Menos multas – Com a modernização da NR-28, que estabelece as linhas de fiscalização, caiu para 4 mil o número de possibilidades de multa para todo o setor produtivo. A norma antiga previa aproximadamente 6,8 mil possibilidades de multas.
Extinção das normas começou em maio – A mudança nas NRs, consolidadas ao longo de quatro décadas de debates e estudos sobre proteção no ambiente de trabalho, foi anunciada em maio por Bolsonaro, com o alegado objetivo de “simplificar as regras e melhorar a produtividade”.
O avanço sobre a regulamentação é uma forma de dizer aos agentes públicos que possuem a competência legal de proteger a vida dos trabalhadores para que “saiam do cangote dos empresários”.
A primeira NR revogada foi a de número 2. Com a medida, o empresário não precisa mais provar, antes de abrir o negócio, que seu estabelecimento segue as normas de segurança para os trabalhadores.
Outras duas NRs estão sendo modificadas também no sentido de facilitar a vida do empregador, aumentando os riscos para os empregados: a NR1 e a NR12. As mudanças previstas na NR12 são as que mais preocupam, já que vão flexibilizar as regras de segurança para ambientes com máquinas e equipamentos – responsáveis por grande número de acidentes, mortes e mutilações.
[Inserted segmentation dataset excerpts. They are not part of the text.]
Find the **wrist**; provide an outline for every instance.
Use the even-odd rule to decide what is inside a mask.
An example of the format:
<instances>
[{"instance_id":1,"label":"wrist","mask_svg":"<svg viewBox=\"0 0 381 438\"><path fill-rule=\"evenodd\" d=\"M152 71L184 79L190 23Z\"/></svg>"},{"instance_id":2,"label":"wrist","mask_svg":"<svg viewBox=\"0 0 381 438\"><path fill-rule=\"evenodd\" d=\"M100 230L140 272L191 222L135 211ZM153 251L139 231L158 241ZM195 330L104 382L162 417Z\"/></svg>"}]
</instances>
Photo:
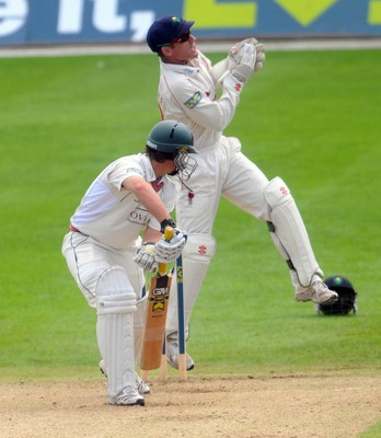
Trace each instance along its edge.
<instances>
[{"instance_id":1,"label":"wrist","mask_svg":"<svg viewBox=\"0 0 381 438\"><path fill-rule=\"evenodd\" d=\"M176 228L176 223L175 223L174 220L171 219L171 218L164 219L162 222L160 222L160 231L161 231L162 233L164 233L165 227Z\"/></svg>"}]
</instances>

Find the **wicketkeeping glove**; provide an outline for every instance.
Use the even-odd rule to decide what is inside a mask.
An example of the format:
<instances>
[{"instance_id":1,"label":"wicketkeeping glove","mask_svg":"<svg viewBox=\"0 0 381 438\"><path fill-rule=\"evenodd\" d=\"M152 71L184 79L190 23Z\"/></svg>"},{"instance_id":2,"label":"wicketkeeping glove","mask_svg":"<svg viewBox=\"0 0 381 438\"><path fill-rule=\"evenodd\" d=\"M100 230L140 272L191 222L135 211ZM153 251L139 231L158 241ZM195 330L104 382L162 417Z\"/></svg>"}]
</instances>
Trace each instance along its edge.
<instances>
[{"instance_id":1,"label":"wicketkeeping glove","mask_svg":"<svg viewBox=\"0 0 381 438\"><path fill-rule=\"evenodd\" d=\"M242 56L244 55L242 48L245 44L251 44L254 46L256 54L254 71L261 70L263 68L263 62L265 61L264 46L254 37L243 39L242 42L234 44L234 46L229 49L228 59L230 68L233 68L236 64L241 64Z\"/></svg>"},{"instance_id":2,"label":"wicketkeeping glove","mask_svg":"<svg viewBox=\"0 0 381 438\"><path fill-rule=\"evenodd\" d=\"M134 256L134 262L145 270L157 272L159 269L159 262L155 257L154 244L145 243L141 245Z\"/></svg>"},{"instance_id":3,"label":"wicketkeeping glove","mask_svg":"<svg viewBox=\"0 0 381 438\"><path fill-rule=\"evenodd\" d=\"M239 53L240 61L231 67L232 74L241 82L245 83L254 73L256 49L252 44L245 43Z\"/></svg>"},{"instance_id":4,"label":"wicketkeeping glove","mask_svg":"<svg viewBox=\"0 0 381 438\"><path fill-rule=\"evenodd\" d=\"M182 253L187 234L177 229L174 230L175 235L166 241L164 235L154 245L155 260L160 263L171 263L174 262Z\"/></svg>"}]
</instances>

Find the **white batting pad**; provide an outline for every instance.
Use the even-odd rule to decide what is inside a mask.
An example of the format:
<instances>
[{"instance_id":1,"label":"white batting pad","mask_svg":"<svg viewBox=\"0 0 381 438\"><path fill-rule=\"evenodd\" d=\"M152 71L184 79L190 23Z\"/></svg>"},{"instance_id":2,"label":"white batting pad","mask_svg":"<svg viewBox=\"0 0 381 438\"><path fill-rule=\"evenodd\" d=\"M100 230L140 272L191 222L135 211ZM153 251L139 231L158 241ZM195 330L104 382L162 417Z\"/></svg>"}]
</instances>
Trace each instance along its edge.
<instances>
[{"instance_id":1,"label":"white batting pad","mask_svg":"<svg viewBox=\"0 0 381 438\"><path fill-rule=\"evenodd\" d=\"M290 260L301 286L308 287L314 275L321 274L312 251L303 220L286 183L276 176L264 191L270 206L270 219L274 226L273 240L286 258Z\"/></svg>"},{"instance_id":2,"label":"white batting pad","mask_svg":"<svg viewBox=\"0 0 381 438\"><path fill-rule=\"evenodd\" d=\"M97 343L107 370L108 401L135 387L134 313L136 296L122 267L106 269L96 286Z\"/></svg>"}]
</instances>

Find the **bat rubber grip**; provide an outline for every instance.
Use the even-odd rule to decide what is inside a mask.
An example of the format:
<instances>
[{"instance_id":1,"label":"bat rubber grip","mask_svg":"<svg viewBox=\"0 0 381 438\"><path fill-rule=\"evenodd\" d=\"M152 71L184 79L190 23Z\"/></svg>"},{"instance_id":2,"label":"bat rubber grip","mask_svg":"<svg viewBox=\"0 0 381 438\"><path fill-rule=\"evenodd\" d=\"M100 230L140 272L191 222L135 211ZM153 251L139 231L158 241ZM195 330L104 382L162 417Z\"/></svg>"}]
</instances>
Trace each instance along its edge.
<instances>
[{"instance_id":1,"label":"bat rubber grip","mask_svg":"<svg viewBox=\"0 0 381 438\"><path fill-rule=\"evenodd\" d=\"M169 242L173 238L174 230L172 227L166 226L164 230L164 239ZM159 263L159 274L166 274L166 263Z\"/></svg>"}]
</instances>

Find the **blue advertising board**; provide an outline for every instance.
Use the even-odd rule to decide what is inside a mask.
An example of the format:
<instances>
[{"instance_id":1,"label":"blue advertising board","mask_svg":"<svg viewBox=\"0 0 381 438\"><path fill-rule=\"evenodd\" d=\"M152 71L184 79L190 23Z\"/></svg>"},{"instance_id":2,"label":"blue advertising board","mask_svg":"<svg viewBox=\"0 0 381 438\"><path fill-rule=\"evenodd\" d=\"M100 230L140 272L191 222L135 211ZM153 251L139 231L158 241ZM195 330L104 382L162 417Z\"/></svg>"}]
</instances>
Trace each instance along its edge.
<instances>
[{"instance_id":1,"label":"blue advertising board","mask_svg":"<svg viewBox=\"0 0 381 438\"><path fill-rule=\"evenodd\" d=\"M381 37L381 0L0 0L0 46L137 43L172 14L208 39Z\"/></svg>"}]
</instances>

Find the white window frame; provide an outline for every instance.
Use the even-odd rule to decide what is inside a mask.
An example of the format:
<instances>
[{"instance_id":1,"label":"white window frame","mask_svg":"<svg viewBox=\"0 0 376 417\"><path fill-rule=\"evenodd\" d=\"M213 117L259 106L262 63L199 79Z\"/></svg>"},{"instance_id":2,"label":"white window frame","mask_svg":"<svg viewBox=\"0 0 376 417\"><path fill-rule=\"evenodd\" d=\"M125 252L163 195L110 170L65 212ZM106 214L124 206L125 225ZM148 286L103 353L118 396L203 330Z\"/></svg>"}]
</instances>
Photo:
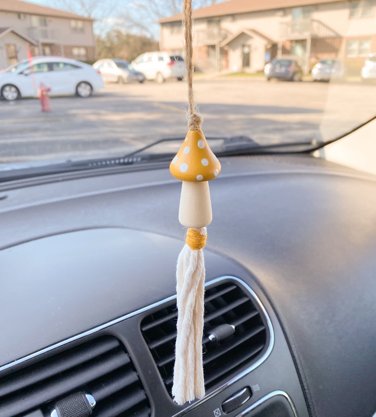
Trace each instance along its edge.
<instances>
[{"instance_id":1,"label":"white window frame","mask_svg":"<svg viewBox=\"0 0 376 417\"><path fill-rule=\"evenodd\" d=\"M364 11L366 10L366 5L368 3L373 3L371 5L371 13L370 14L365 14ZM353 8L352 7L353 5L358 5L358 7L356 8ZM355 0L351 1L350 3L350 18L351 19L361 19L364 18L372 18L375 15L375 10L376 9L376 1L375 0ZM356 15L352 13L352 11L357 10L358 13Z\"/></svg>"},{"instance_id":2,"label":"white window frame","mask_svg":"<svg viewBox=\"0 0 376 417\"><path fill-rule=\"evenodd\" d=\"M362 42L368 42L369 46L366 52L360 53L360 43ZM371 52L371 40L369 38L363 38L362 39L348 39L346 43L346 56L348 58L356 58L358 57L365 57ZM348 53L348 44L349 42L355 43L355 47L353 48L354 53L349 54Z\"/></svg>"},{"instance_id":3,"label":"white window frame","mask_svg":"<svg viewBox=\"0 0 376 417\"><path fill-rule=\"evenodd\" d=\"M70 30L75 33L83 33L85 31L83 20L78 20L75 19L69 21L69 26Z\"/></svg>"},{"instance_id":4,"label":"white window frame","mask_svg":"<svg viewBox=\"0 0 376 417\"><path fill-rule=\"evenodd\" d=\"M88 49L83 46L75 46L72 48L72 54L78 61L88 60Z\"/></svg>"},{"instance_id":5,"label":"white window frame","mask_svg":"<svg viewBox=\"0 0 376 417\"><path fill-rule=\"evenodd\" d=\"M181 22L173 22L170 25L171 35L180 35L183 33L183 24Z\"/></svg>"}]
</instances>

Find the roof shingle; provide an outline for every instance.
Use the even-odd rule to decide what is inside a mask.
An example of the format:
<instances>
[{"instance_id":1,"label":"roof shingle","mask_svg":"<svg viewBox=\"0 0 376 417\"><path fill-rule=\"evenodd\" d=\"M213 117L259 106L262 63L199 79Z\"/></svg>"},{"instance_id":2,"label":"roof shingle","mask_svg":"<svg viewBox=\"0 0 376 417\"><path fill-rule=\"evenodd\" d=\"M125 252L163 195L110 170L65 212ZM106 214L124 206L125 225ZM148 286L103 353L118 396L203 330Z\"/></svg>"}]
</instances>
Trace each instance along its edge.
<instances>
[{"instance_id":1,"label":"roof shingle","mask_svg":"<svg viewBox=\"0 0 376 417\"><path fill-rule=\"evenodd\" d=\"M217 3L193 10L193 17L195 19L215 17L248 12L282 9L285 7L333 3L336 1L340 0L263 0L263 1L260 0L230 0L229 1ZM168 18L164 18L158 22L160 23L176 22L181 20L182 18L183 14L180 13Z\"/></svg>"},{"instance_id":2,"label":"roof shingle","mask_svg":"<svg viewBox=\"0 0 376 417\"><path fill-rule=\"evenodd\" d=\"M79 19L80 20L93 20L93 19L69 12L45 7L34 3L21 1L21 0L0 0L0 11L14 12L30 15L41 15L43 16L53 16L68 19Z\"/></svg>"}]
</instances>

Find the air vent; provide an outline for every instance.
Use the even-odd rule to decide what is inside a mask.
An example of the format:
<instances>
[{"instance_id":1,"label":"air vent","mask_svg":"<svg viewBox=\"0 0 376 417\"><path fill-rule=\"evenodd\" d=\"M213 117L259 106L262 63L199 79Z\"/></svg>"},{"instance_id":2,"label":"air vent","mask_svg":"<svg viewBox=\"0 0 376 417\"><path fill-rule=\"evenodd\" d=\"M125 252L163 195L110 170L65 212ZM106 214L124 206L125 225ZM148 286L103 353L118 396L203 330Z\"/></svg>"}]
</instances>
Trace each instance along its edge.
<instances>
[{"instance_id":1,"label":"air vent","mask_svg":"<svg viewBox=\"0 0 376 417\"><path fill-rule=\"evenodd\" d=\"M205 303L204 375L207 390L210 390L260 357L267 348L268 333L265 318L233 281L207 289ZM177 317L175 304L148 316L141 324L143 335L170 394ZM218 327L225 324L228 325Z\"/></svg>"},{"instance_id":2,"label":"air vent","mask_svg":"<svg viewBox=\"0 0 376 417\"><path fill-rule=\"evenodd\" d=\"M91 417L150 414L128 353L118 339L105 337L0 378L0 416L15 417L36 410L37 415L49 416L58 402L80 392L96 402Z\"/></svg>"}]
</instances>

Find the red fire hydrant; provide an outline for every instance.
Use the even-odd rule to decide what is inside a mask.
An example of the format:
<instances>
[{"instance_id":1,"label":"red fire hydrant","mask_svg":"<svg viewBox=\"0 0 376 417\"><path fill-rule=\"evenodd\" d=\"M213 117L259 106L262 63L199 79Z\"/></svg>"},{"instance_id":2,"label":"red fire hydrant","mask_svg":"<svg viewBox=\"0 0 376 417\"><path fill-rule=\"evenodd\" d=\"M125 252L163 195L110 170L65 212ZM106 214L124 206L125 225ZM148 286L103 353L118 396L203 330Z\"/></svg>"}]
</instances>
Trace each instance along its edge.
<instances>
[{"instance_id":1,"label":"red fire hydrant","mask_svg":"<svg viewBox=\"0 0 376 417\"><path fill-rule=\"evenodd\" d=\"M50 91L50 88L46 87L43 83L41 83L39 85L38 97L40 100L42 111L51 111L51 108L50 107L50 97L48 96L48 93Z\"/></svg>"}]
</instances>

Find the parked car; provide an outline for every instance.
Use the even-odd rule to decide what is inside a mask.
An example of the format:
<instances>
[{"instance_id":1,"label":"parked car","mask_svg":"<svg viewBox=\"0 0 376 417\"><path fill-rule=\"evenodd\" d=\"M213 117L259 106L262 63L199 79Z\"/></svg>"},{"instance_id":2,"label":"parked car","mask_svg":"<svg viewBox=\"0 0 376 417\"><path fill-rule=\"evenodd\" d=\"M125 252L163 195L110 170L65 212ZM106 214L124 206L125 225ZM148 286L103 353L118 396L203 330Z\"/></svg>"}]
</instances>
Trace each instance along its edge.
<instances>
[{"instance_id":1,"label":"parked car","mask_svg":"<svg viewBox=\"0 0 376 417\"><path fill-rule=\"evenodd\" d=\"M343 80L345 67L339 59L321 59L312 70L312 81Z\"/></svg>"},{"instance_id":2,"label":"parked car","mask_svg":"<svg viewBox=\"0 0 376 417\"><path fill-rule=\"evenodd\" d=\"M76 95L88 97L104 86L100 73L91 65L61 57L33 58L31 73L28 60L24 60L0 73L0 95L13 101L36 95L41 83L51 88L52 95ZM35 80L35 88L33 78Z\"/></svg>"},{"instance_id":3,"label":"parked car","mask_svg":"<svg viewBox=\"0 0 376 417\"><path fill-rule=\"evenodd\" d=\"M376 53L370 53L366 58L361 78L363 83L376 81Z\"/></svg>"},{"instance_id":4,"label":"parked car","mask_svg":"<svg viewBox=\"0 0 376 417\"><path fill-rule=\"evenodd\" d=\"M124 59L100 59L93 64L99 70L105 81L109 83L143 83L145 76L137 71L128 61Z\"/></svg>"},{"instance_id":5,"label":"parked car","mask_svg":"<svg viewBox=\"0 0 376 417\"><path fill-rule=\"evenodd\" d=\"M148 80L163 83L169 78L183 80L185 75L184 59L167 52L148 52L138 57L132 65Z\"/></svg>"},{"instance_id":6,"label":"parked car","mask_svg":"<svg viewBox=\"0 0 376 417\"><path fill-rule=\"evenodd\" d=\"M266 79L272 78L288 81L301 81L303 72L295 60L273 59L265 65L264 71Z\"/></svg>"}]
</instances>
Já a alteração na NR1 libera o empresário de dar treinamento ao trabalhador toda vez que ele mudar de função.
“Essa nova normatização e sistemática certamente adoecerá, amputará e matará mais trabalhadores. O lucro também é importante, claro, mas não pode desprezar os outros aspectos. Quando se trata de proteção à vida, será sempre prioridade, conforme determina a nossa Constituição Federal”, afirma Carlos Silva, presidente do Sindicato Nacional dos Auditores Fiscais do Trabalho – Sinait.
Para justificar as alterações, Bolsonaro escreveu em sua conta no Twitter: “Governo federal moderniza as normas de saúde, simplificando, desburocratizando, dando agilidade ao processo de utilização de maquinários, atendimento à população e geração de empregos”.
O presidente do Sinait avalia que é muito grave a alteração do caráter apenas consultivo e eventual da Comissão Tripartite que respondia pelas normas, antes era deliberativo e mandatório – bem como o fim das atividades das comissões temáticas.
“Na prática agora, sempre que o governo discordar, acabará por decidir conforme suas convicções. Só ouvirá e respeitará quando convergir – o que é grave, extremamente grave”, afirma.
Silva acrescenta que não é verdade que as normas estejam ultrapassadas, como faz parecer o discurso oficial, elas sofrem atualização permanentemente há décadas.
“As normas são revisadas o tempo todo”, corrobora o jornalista Leonardo Sakamoto, especializado em direitos humanos. “Elas refletem a realidade, bem como o acordo tripartite. Quando há evolução, o que é natural, quando há necessidade, atualiza-se a norma, ou até se cria uma. Isso é bastante usual. O governo está fazendo essas alterações de forma atropelada, o que já é questionável, e está fazendo isso em nome dos empregadores”.